The Jew believed he could renew the experiment. To-day as once before, the object is to destroy nations by vitiating their racial integrity. It’s not by chance that the Jews, in Russia, have systematically deported hundreds of thousands of men, delivering the women, whom the men were compelled to leave behind, to males imported from other regions. They practised on a vast scale the mixture of races.
In the old days, as now—destruction of art and civilisation. The Bolsheviks of their day, what didn’t they destroy in Rome, in Greece and elsewhere? They’ve behaved in the same way amongst us and in Russia.
One must compare the art and civilisation of the Romans—their temples, their houses—with the art and civilisation represented at the same period by the abject rabble of the catacombs.
In the old days, the destruction of the libraries. Isn’t that what happened in Russia? The result: a frightful levelling-down.
Didn’t the world see, carried on right into the Middle Ages, the same old system of martyrs, tortures, faggots? Of old, it was in the name of Christianity. To-day, it’s in the name of Bolshevism. Yesterday, the instigator was Saul: the instigator to-day, Mardochai. Saul has changed into St. Paul, and Mardochai into Karl Marx.
By exterminating this pest, we shall do humanity a service of which our soldiers can have no idea.
3 replies on “Uncle Adolf’s table talk, 37”
We see with the above table talk that the German Leader thought Jesus was a real historical person, instead of a fictional character. However, a very strong case has been made by others that Jesus is a fictional character.
See, for example, “Caesar’s Messiah: The Roman Conspiracy to Invent Jesus” by Joseph Atwill.
I consider myself an expert on the subject because of my obscure background.
The opinion is divided even among secular scholars.
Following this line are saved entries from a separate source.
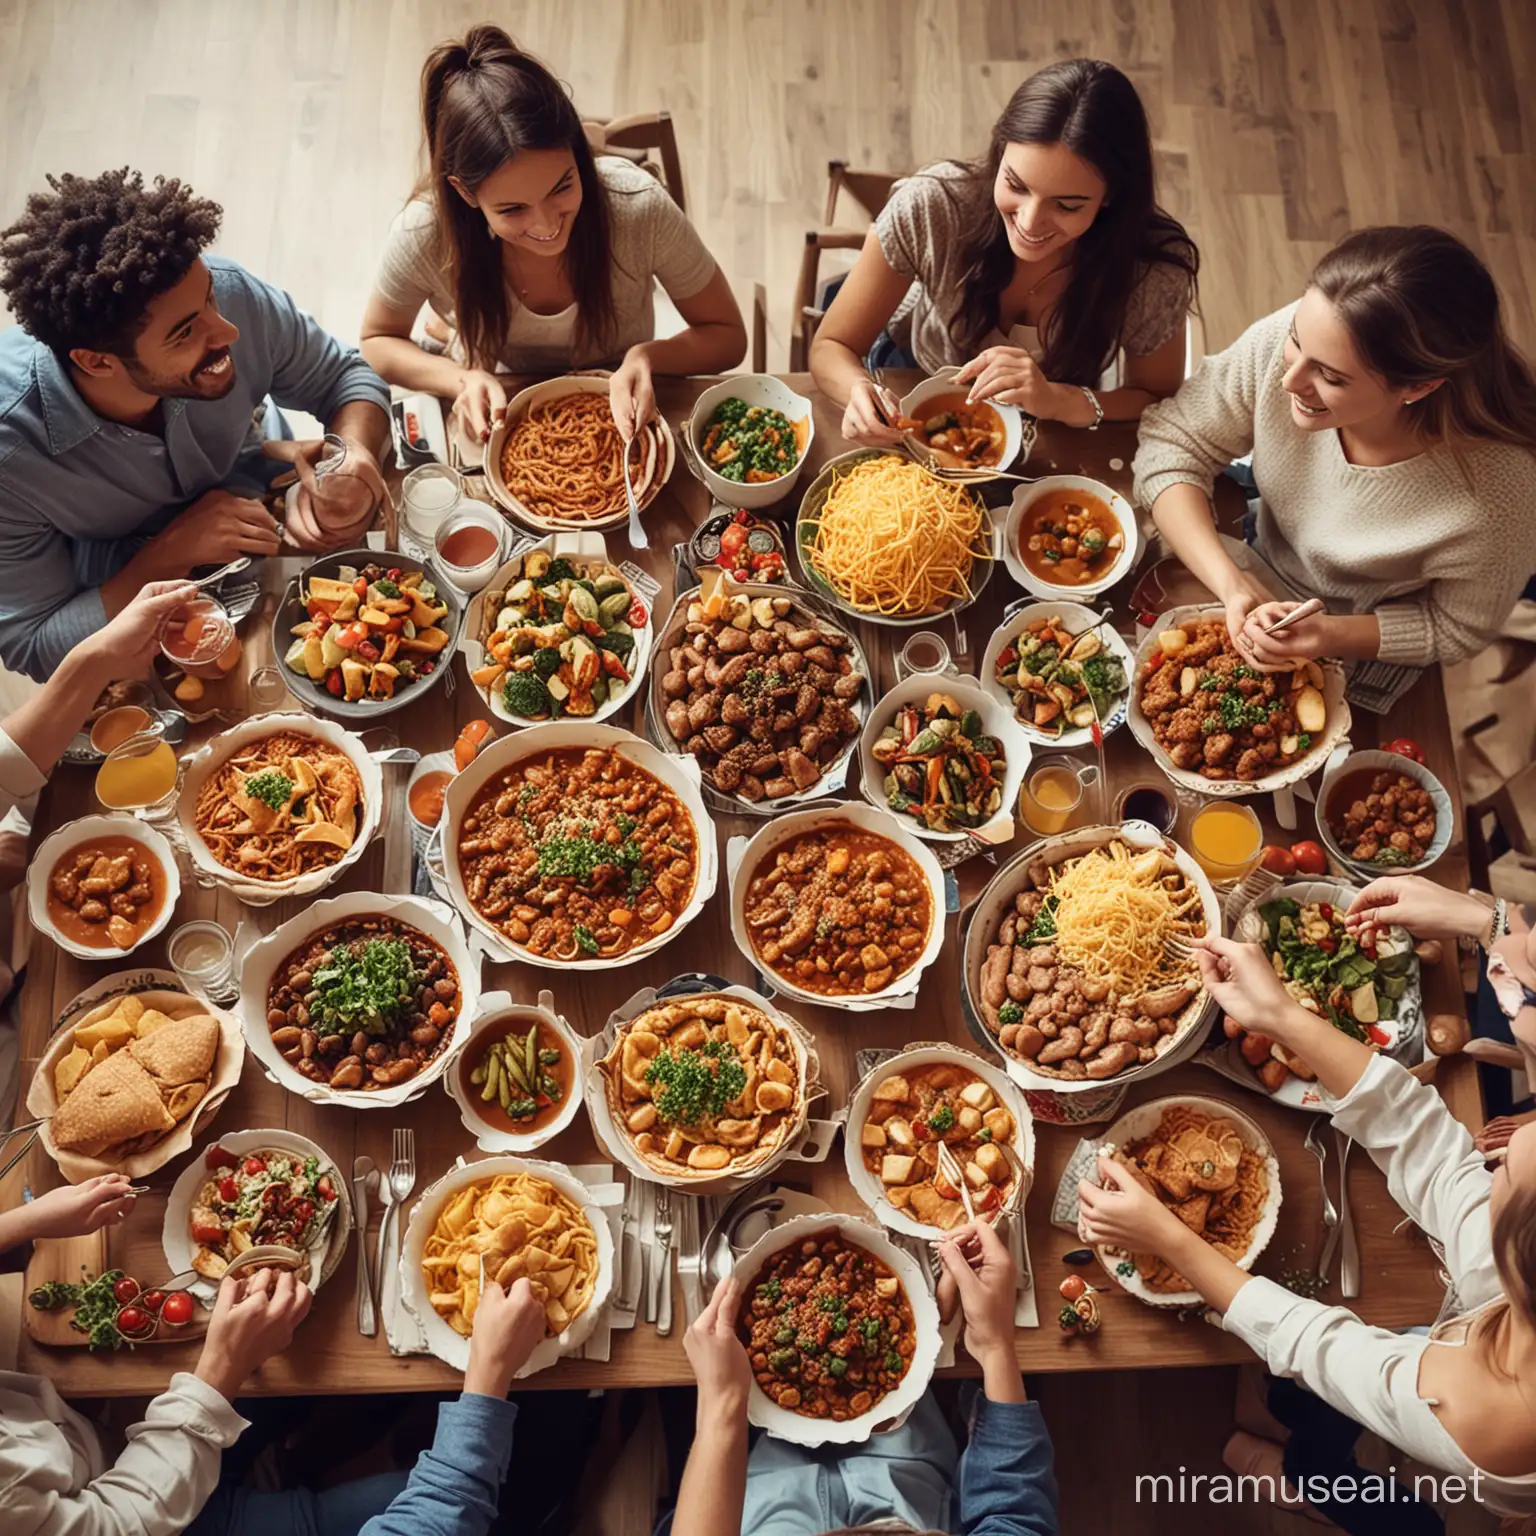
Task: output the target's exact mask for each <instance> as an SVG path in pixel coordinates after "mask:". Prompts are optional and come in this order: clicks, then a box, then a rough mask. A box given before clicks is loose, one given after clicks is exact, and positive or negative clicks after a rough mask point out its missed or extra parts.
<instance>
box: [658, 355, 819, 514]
mask: <svg viewBox="0 0 1536 1536" xmlns="http://www.w3.org/2000/svg"><path fill="white" fill-rule="evenodd" d="M728 399H743V401H746V404H748V406H762V407H766V409H768V410H777V412H779V413H780V415H783V416H788V419H790V424H791V425H793V427H794V438H796V449H797V458H796V461H794V468H791V470H786V472H785V473H783V475H780V476H779V478H777V479H771V481H756V482H753V484H748V482H745V481H733V479H727V478H725V476H723V475H717V473H716V472H714V470H713V468H711V467H710V465H708V464H707V462H705V459H703V455H702V453H700V449H699V444H700V441H702V438H703V435H705V432H707V430H708V425H710V418H711V416H713V415H714V412H716V410H717V409H719V407H720V406H722V404H723V402H725V401H728ZM682 432H684V441H685V444H687V449H685V455H687V461H688V468H691V470H693V472H694V473H696V475H697V476H699V479H700V481H702V482H703V484H705V485H707V487H708V490H710V495H711V496H713V498H714V499H716V501H717V502H720V504H722V505H725V507H750V508H753V510H754V511H757V510H762V508H763V507H771V505H774V502H780V501H783V498H785V496H788V495H790V492H793V490H794V487H796V482H797V481H799V479H800V472H802V470H803V468H805V461H806V456H808V455H809V452H811V442H813V441H814V439H816V418H814V413H813V410H811V402H809V401H808V399H806V398H805V396H803V395H797V393H796V392H794V390H793V389H790V386H788V384H785V382H783V379H777V378H774V376H773V375H771V373H733V375H731V376H730V378H728V379H722V381H720V382H719V384H711V386H710V387H708V389H707V390H705V392H703V393H702V395H700V396H699V398H697V401H694V407H693V412H691V413H690V416H688V421H687V422H685V425H684V429H682Z"/></svg>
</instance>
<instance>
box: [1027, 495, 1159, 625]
mask: <svg viewBox="0 0 1536 1536" xmlns="http://www.w3.org/2000/svg"><path fill="white" fill-rule="evenodd" d="M1058 490H1077V492H1086V493H1087V495H1089V496H1097V498H1098V499H1100V501H1101V502H1104V505H1106V507H1109V510H1111V511H1112V513H1114V516H1115V522H1118V524H1120V531H1121V535H1123V536H1124V545H1123V547H1121V550H1120V554H1118V556H1115V561H1114V564H1111V565H1109V568H1107V570H1106V571H1104V573H1103V574H1101V576H1098V578H1097V579H1095V581H1091V582H1084V584H1083V585H1080V587H1060V585H1057V584H1055V582H1048V581H1043V579H1041V578H1040V576H1037V574H1035V573H1034V571H1032V570H1031V568H1029V567H1028V565H1026V564H1025V558H1023V554H1021V553H1020V547H1018V536H1020V531H1021V530H1023V525H1025V513H1028V511H1029V508H1031V507H1034V505H1035V502H1038V501H1041V499H1043V498H1044V496H1049V495H1051V493H1052V492H1058ZM1140 553H1141V530H1140V528H1138V527H1137V513H1135V508H1134V507H1132V505H1130V502H1129V501H1126V498H1124V496H1121V495H1120V492H1117V490H1112V488H1111V487H1109V485H1106V484H1104V482H1103V481H1095V479H1089V478H1087V476H1086V475H1046V476H1044V478H1043V479H1037V481H1035V482H1034V484H1031V485H1020V487H1018V490H1015V492H1014V499H1012V502H1011V504H1009V507H1008V519H1006V521H1005V524H1003V564H1005V565H1008V574H1009V576H1012V578H1014V581H1017V582H1018V585H1020V587H1023V588H1025V591H1029V593H1034V594H1035V596H1037V598H1046V599H1054V601H1057V602H1081V601H1083V599H1086V598H1097V596H1098V594H1100V593H1104V591H1109V588H1111V587H1114V585H1115V582H1118V581H1121V579H1123V578H1126V576H1129V574H1130V571H1134V570H1135V565H1137V556H1138V554H1140Z"/></svg>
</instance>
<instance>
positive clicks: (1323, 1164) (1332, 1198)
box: [1306, 1115, 1339, 1279]
mask: <svg viewBox="0 0 1536 1536" xmlns="http://www.w3.org/2000/svg"><path fill="white" fill-rule="evenodd" d="M1306 1147H1307V1150H1309V1152H1310V1154H1312V1155H1313V1157H1315V1158H1316V1160H1318V1184H1319V1186H1321V1189H1322V1226H1324V1227H1326V1229H1327V1236H1326V1238H1324V1241H1322V1253H1321V1256H1319V1258H1318V1279H1327V1278H1329V1263H1330V1261H1332V1260H1333V1249H1335V1246H1336V1244H1338V1235H1339V1213H1338V1209H1336V1207H1335V1204H1333V1197H1332V1195H1330V1193H1329V1144H1327V1143H1326V1141H1324V1140H1322V1118H1321V1117H1319V1115H1313V1117H1312V1126H1310V1127H1309V1130H1307V1140H1306Z"/></svg>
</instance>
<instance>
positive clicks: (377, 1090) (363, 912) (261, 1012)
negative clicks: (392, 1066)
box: [240, 891, 481, 1109]
mask: <svg viewBox="0 0 1536 1536" xmlns="http://www.w3.org/2000/svg"><path fill="white" fill-rule="evenodd" d="M350 917H393V919H395V920H396V922H401V923H407V925H409V926H412V928H416V929H419V931H421V932H424V934H425V935H427V937H429V938H430V940H432V942H433V943H436V945H438V946H439V948H441V949H442V952H444V954H445V955H447V957H449V960H452V962H453V969H455V971H458V974H459V1012H458V1017H456V1018H455V1020H453V1034H452V1035H450V1037H449V1040H447V1041H445V1043H444V1046H442V1049H441V1051H439V1052H438V1054H436V1055H435V1057H433V1058H432V1060H430V1061H429V1063H427V1066H425V1069H424V1071H421V1072H418V1074H416V1075H415V1077H410V1078H407V1080H406V1081H404V1083H396V1084H395V1086H393V1087H376V1089H372V1091H364V1089H350V1087H349V1089H335V1087H330V1086H329V1084H326V1083H315V1081H312V1080H310V1078H307V1077H304V1075H303V1074H301V1072H296V1071H295V1069H293V1066H292V1063H290V1061H286V1060H284V1057H283V1052H281V1051H278V1048H276V1046H275V1044H273V1043H272V1031H270V1028H269V1026H267V992H269V989H270V986H272V977H273V975H275V974H276V971H278V966H281V965H283V962H284V960H286V958H287V957H289V955H290V954H293V951H295V949H298V946H300V945H303V943H304V942H306V940H307V938H310V937H312V935H313V934H318V932H321V931H323V929H326V928H330V926H333V925H335V923H344V922H346V920H347V919H350ZM479 972H481V962H479V955H478V954H475V952H473V951H472V949H470V946H468V945H467V943H465V942H464V934H462V931H461V929H459V925H458V922H456V920H455V919H453V917H452V914H449V909H447V908H445V906H442V905H441V903H439V902H429V900H424V899H422V897H418V895H370V894H369V892H366V891H353V892H350V894H349V895H333V897H330V900H326V902H315V903H313V905H312V906H307V908H304V911H303V912H300V914H298V915H296V917H290V919H289V920H287V922H286V923H283V925H281V926H280V928H275V929H273V931H272V932H270V934H267V937H266V938H263V940H261V942H260V943H255V945H252V946H250V949H249V951H247V952H246V958H244V960H243V962H241V966H240V1023H241V1028H243V1029H244V1032H246V1044H247V1046H249V1048H250V1054H252V1055H253V1057H255V1058H257V1060H258V1061H260V1063H261V1069H263V1071H264V1072H266V1074H267V1077H270V1078H272V1081H273V1083H280V1084H281V1086H283V1087H286V1089H289V1092H293V1094H300V1095H301V1097H303V1098H307V1100H309V1101H310V1103H312V1104H347V1106H349V1107H352V1109H395V1107H396V1106H399V1104H404V1103H407V1101H410V1100H412V1098H419V1097H421V1095H422V1094H424V1092H425V1091H427V1089H429V1087H430V1086H432V1084H433V1083H436V1080H438V1078H439V1077H442V1074H444V1072H445V1071H447V1066H449V1060H450V1058H452V1057H453V1054H455V1052H456V1051H458V1048H459V1046H461V1044H462V1043H464V1038H465V1037H467V1035H468V1032H470V1025H472V1021H473V1018H475V1011H476V1008H478V1006H479Z"/></svg>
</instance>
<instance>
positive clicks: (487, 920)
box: [442, 720, 719, 971]
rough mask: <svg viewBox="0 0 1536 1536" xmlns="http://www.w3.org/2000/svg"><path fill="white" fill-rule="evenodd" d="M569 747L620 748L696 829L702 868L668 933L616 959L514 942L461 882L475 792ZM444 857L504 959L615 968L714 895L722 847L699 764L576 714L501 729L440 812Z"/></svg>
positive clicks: (449, 883)
mask: <svg viewBox="0 0 1536 1536" xmlns="http://www.w3.org/2000/svg"><path fill="white" fill-rule="evenodd" d="M568 746H604V748H611V750H614V751H617V753H621V754H622V756H624V757H628V759H630V762H633V763H637V765H639V766H641V768H644V770H645V771H647V773H651V774H654V776H656V777H657V779H660V780H662V783H665V785H667V788H668V790H671V791H673V794H676V796H677V799H679V800H680V802H682V805H684V808H685V809H687V811H688V814H690V816H691V817H693V826H694V836H696V842H697V869H696V874H694V883H693V895H691V897H690V900H688V905H687V908H685V909H684V911H682V914H680V915H679V917H677V920H676V922H674V923H673V925H671V928H668V929H667V932H664V934H656V935H654V937H653V938H647V940H645V943H642V945H636V946H634V948H633V949H630V951H628V952H627V954H624V955H619V957H616V958H605V957H602V955H598V957H588V958H584V960H553V958H550V957H548V955H538V954H533V951H531V949H524V948H522V946H521V945H516V943H513V942H511V940H510V938H508V937H507V935H505V934H504V932H502V931H501V929H499V928H495V926H493V925H492V923H490V922H488V920H487V919H484V917H481V914H479V912H478V911H476V909H475V905H473V903H472V902H470V897H468V889H467V888H465V885H464V872H462V869H461V868H459V828H461V826H462V825H464V817H465V814H467V813H468V808H470V805H472V802H473V800H475V796H476V794H479V791H481V790H482V788H484V785H485V783H487V782H488V780H490V779H492V777H495V776H496V774H499V773H501V771H502V770H505V768H510V766H511V765H513V763H519V762H524V760H527V759H536V757H539V756H541V754H544V753H551V751H561V750H562V748H568ZM442 863H444V866H445V869H447V877H449V889H450V891H452V892H453V905H455V906H456V908H458V911H459V914H461V915H462V917H464V920H465V922H467V923H468V925H470V926H472V928H473V929H475V931H476V932H478V934H481V935H484V938H485V940H487V945H488V948H490V949H492V952H493V954H495V955H496V957H499V958H502V960H522V962H525V963H527V965H539V966H545V968H548V969H551V971H611V969H613V968H614V966H621V965H633V963H634V962H636V960H641V958H644V957H645V955H648V954H654V952H656V951H657V949H660V948H662V945H667V943H671V942H673V940H674V938H676V937H677V935H679V934H680V932H682V931H684V929H685V928H687V926H688V923H691V922H693V920H694V917H697V915H699V912H700V911H702V909H703V905H705V902H708V900H710V897H711V895H713V894H714V882H716V879H717V872H719V863H717V852H716V843H714V823H713V822H711V820H710V813H708V811H707V809H705V808H703V796H702V794H700V793H699V765H697V763H696V762H694V760H693V759H691V757H673V756H670V754H667V753H664V751H660V750H659V748H656V746H651V743H650V742H642V740H641V739H639V737H637V736H631V734H630V733H628V731H621V730H619V728H617V727H614V725H587V723H585V722H576V720H553V722H550V723H547V725H530V727H528V728H527V730H525V731H519V733H518V734H516V736H502V737H501V739H499V740H495V742H492V743H490V746H487V748H485V750H484V751H482V753H481V754H479V756H478V757H476V759H475V762H472V763H470V765H468V768H465V770H464V771H462V773H461V774H459V776H458V777H456V779H455V780H453V782H452V783H450V785H449V799H447V809H445V811H444V813H442Z"/></svg>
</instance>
I agree with Rudolf Bultmann that the fact that some verses appear to run contrary from the evangelist’ theology (e.g., the Marcan pericope that Jesus could not perform miracles in his native town) suggest that, beneath all the myth and impossible miracles and lies, there might exist some kernel of historicity.
But of course: we are referring to the “Jesus of history”, not to the “Christ of dogma”.
Indeed, and the latter is the mythos that people live by, but it requires that one not see the actual history. Trouble is, the intelligent man cannot unsee what has been revealed to him.